Im Kampf um die Fahrer-WM soll Oscar Piastri eigentlich seinen Teamkollegen unterstützen. Dabei zeigt er selbst aber alle Qualitäten eines Weltmeisters.

Es war die 20. Runde des Formel-1-Rennens in Aserbaidschan, als es Kommentatoren und Fans gleichermaßen von den Sitzen riss: McLaren-Pilot Oscar Piastri saugte sich auf der über zwei Kilometer langen Geraden des Stadtkurses in Baku im Windschatten an den führenden Charles Leclerc im Ferrari heran. Als die beiden Fahrer mit über 300 Kilometern pro Stunde auf die erste Kurve zurasten, sah es jedoch nicht danach auch, als könne Piastri nah genug für einen Überholversuch an Leclerc heranfahren.

Der junge Australier belehrte aber alle eines Besseren, ging mit einem äußerst späten Bremsmanöver volles Risiko und schob sich an dem Monegassen vorbei, der gar nicht mit einem Angriff gerechnet und deshalb auch zu keinem Verteidigungsmanöver angesetzt hatte.

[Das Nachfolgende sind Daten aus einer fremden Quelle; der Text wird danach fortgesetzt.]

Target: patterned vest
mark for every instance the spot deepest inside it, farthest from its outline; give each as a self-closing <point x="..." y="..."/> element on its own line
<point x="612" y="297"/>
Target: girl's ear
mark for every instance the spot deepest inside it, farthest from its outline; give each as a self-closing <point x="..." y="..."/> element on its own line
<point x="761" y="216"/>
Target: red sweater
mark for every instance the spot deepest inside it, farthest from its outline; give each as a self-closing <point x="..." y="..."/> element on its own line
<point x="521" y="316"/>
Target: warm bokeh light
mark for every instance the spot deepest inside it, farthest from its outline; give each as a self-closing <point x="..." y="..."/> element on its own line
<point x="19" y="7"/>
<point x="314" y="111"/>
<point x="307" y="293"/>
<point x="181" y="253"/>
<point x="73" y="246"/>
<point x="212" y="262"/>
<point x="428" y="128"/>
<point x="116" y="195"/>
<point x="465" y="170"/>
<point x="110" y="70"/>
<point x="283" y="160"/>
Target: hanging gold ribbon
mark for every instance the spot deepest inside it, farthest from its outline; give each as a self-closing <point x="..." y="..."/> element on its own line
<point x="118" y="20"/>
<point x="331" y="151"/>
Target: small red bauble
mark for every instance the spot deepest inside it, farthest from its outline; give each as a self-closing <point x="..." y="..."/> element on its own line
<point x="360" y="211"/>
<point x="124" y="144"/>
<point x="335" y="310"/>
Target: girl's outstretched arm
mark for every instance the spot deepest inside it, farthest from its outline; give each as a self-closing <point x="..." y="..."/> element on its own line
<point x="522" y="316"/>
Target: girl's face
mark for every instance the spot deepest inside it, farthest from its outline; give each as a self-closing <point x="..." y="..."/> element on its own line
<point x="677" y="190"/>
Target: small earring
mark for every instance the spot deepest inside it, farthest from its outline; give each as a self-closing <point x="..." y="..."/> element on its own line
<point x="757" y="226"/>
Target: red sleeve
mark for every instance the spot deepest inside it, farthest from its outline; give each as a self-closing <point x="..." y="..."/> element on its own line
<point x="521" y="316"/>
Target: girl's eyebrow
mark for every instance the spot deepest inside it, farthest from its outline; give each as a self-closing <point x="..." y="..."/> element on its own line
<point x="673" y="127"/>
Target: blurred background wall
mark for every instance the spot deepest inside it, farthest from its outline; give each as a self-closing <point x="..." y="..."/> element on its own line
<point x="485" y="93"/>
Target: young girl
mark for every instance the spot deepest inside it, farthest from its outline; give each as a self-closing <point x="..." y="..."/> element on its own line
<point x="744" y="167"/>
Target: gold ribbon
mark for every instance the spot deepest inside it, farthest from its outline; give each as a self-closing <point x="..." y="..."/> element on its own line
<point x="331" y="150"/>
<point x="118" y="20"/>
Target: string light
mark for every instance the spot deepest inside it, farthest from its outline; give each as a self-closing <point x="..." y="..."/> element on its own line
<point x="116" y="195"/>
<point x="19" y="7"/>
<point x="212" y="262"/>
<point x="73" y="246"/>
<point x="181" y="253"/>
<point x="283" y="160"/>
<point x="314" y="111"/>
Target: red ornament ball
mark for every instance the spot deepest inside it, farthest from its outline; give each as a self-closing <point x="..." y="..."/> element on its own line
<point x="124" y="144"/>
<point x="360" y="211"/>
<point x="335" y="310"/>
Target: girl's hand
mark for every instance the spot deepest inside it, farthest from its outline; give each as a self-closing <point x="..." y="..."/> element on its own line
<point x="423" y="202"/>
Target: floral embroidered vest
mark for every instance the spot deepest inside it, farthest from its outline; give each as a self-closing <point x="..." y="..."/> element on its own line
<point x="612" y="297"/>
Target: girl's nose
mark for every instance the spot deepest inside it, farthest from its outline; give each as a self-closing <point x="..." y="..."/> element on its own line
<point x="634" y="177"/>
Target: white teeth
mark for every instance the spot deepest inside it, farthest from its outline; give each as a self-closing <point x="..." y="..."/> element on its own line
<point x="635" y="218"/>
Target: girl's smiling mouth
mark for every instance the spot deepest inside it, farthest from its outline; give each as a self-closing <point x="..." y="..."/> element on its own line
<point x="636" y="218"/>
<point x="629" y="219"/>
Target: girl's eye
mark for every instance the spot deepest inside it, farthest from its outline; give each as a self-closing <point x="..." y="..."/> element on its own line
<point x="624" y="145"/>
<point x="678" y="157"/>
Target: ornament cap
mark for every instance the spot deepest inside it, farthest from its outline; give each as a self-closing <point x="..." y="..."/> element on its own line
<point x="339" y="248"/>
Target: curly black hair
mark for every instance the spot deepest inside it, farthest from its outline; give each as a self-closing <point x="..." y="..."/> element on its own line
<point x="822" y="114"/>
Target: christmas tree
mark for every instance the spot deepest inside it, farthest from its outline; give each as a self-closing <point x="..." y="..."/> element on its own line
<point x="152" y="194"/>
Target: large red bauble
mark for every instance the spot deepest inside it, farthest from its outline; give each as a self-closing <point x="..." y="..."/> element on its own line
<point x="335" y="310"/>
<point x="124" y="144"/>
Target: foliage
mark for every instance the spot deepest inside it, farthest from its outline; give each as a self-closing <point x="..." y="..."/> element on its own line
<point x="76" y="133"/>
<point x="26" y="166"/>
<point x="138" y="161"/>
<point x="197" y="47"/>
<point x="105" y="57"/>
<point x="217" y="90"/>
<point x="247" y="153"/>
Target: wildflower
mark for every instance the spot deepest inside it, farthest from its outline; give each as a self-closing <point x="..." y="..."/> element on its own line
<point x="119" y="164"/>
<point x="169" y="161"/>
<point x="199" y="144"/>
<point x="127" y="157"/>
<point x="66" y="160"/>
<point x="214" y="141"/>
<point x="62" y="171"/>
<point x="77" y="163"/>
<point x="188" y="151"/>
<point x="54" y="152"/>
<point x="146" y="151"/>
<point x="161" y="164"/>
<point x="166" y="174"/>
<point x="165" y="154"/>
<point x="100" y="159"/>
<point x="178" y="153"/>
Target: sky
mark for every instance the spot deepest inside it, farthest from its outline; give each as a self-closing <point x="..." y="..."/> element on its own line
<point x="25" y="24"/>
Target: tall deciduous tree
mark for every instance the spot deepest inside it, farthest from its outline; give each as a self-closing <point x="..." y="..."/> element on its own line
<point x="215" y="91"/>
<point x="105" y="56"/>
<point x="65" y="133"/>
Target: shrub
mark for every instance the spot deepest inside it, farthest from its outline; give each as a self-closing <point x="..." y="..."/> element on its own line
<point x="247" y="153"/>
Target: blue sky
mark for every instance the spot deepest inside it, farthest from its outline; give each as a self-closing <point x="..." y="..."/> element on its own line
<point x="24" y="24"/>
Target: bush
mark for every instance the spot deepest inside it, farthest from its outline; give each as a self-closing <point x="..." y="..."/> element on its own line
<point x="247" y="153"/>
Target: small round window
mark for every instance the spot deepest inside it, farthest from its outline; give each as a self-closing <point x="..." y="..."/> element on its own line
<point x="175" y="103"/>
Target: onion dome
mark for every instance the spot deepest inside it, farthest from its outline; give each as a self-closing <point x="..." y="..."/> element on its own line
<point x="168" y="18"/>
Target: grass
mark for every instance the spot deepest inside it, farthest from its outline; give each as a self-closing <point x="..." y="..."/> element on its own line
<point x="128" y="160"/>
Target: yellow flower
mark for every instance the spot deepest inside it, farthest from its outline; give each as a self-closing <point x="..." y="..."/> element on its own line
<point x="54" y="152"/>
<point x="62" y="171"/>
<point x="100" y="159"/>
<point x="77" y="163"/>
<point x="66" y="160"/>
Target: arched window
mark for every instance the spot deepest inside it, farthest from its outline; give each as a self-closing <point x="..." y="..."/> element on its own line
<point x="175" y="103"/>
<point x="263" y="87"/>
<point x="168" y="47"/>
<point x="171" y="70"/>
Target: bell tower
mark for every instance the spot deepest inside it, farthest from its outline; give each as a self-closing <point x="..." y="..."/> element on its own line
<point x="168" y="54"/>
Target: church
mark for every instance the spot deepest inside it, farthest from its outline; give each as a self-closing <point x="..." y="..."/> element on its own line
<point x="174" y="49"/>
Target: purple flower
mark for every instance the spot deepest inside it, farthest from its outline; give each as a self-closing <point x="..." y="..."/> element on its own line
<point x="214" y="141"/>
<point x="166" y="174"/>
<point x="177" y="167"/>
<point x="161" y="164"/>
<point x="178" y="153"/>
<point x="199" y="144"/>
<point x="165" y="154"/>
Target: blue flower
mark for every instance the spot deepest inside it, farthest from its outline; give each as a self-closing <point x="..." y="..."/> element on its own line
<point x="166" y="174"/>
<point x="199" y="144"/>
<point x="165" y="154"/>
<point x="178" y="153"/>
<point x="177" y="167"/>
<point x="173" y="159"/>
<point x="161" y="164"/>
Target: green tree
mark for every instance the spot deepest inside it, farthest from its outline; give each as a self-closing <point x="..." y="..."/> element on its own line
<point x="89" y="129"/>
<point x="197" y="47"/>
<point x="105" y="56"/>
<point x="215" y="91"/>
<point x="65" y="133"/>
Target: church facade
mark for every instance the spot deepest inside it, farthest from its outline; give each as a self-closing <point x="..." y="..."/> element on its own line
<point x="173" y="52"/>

Piastri übernahm die Führung und gab diese über die verbleibenden 31 Runden auch unter größtem Druck des hinter ihm liegenden Leclerc nicht wieder her. „Das war wahrscheinlich der stressigste Nachmittag meines Lebens“, kommentierte Piastri das Rennen nach der Zieldurchfahrt am Boxenfunk – auch wenn von Stress in seiner gewohnt monotonen Stimme keine Spur war. Es ist nicht das erste Mal, dass Piastri mit seinen spektakulären Überholmanövern und seiner Nervenstärke zu begeistern weiß. Es sind Qualitäten, die nur wenige Fahrer haben – die Qualitäten eines Weltmeisters.

Um die WM kämpft ein anderer

Um die Weltmeisterschaft kämpft bei McLaren aktuell jedoch eigentlich jemand anderes. Piastris Teamkollege Lando Norris befindet sich mit 63 Punkten Rückstand auf Titelverteidiger Max Verstappen aktuell auf Platz zwei in der Fahrerwertung, während Piastri mit weiteren 32 Punkten Rückstand nur auf Rang vier liegt.

Lando Norris: Er kämpft gegen Max Verstappen um die Weltmeisterschaft. (Quelle: FLORENT GOODEN/imago-images-bilder)

Ausgerechnet vor dem Rennwochenende in Aserbaidschan hatte McLaren nun verkündet, dass man künftig alles tun werde, um Norris im WM-Kampf zu unterstützen – und hatte Piastri damit effektiv zur teaminternen Nummer zwei degradiert, die nur dafür da ist, Norris zu unterstützen und entsprechend auch mal für ihn Platz zu machen.

Doch in Baku kam es anders: Norris hatte bereits im Qualifying am Samstag viel Pech, ging nur von Platz 17 ins Rennen. Piastri holte sich hingegen Startplatz zwei und einen Tag später den Sieg. Ein Nummer-zwei-Fahrer sieht anders aus.

Zumal Piastri in Baku ausgerechnet einige von den Qualitäten bewies, die Norris zuletzt vermissen ließ. Zu häufig verspielte Norris in den vergangenen Rennen gute Startpositionen, gewann weniger Rennen, als es ihm möglich gewesen wäre, und brachte sich damit im WM-Kampf um wichtige Punkte.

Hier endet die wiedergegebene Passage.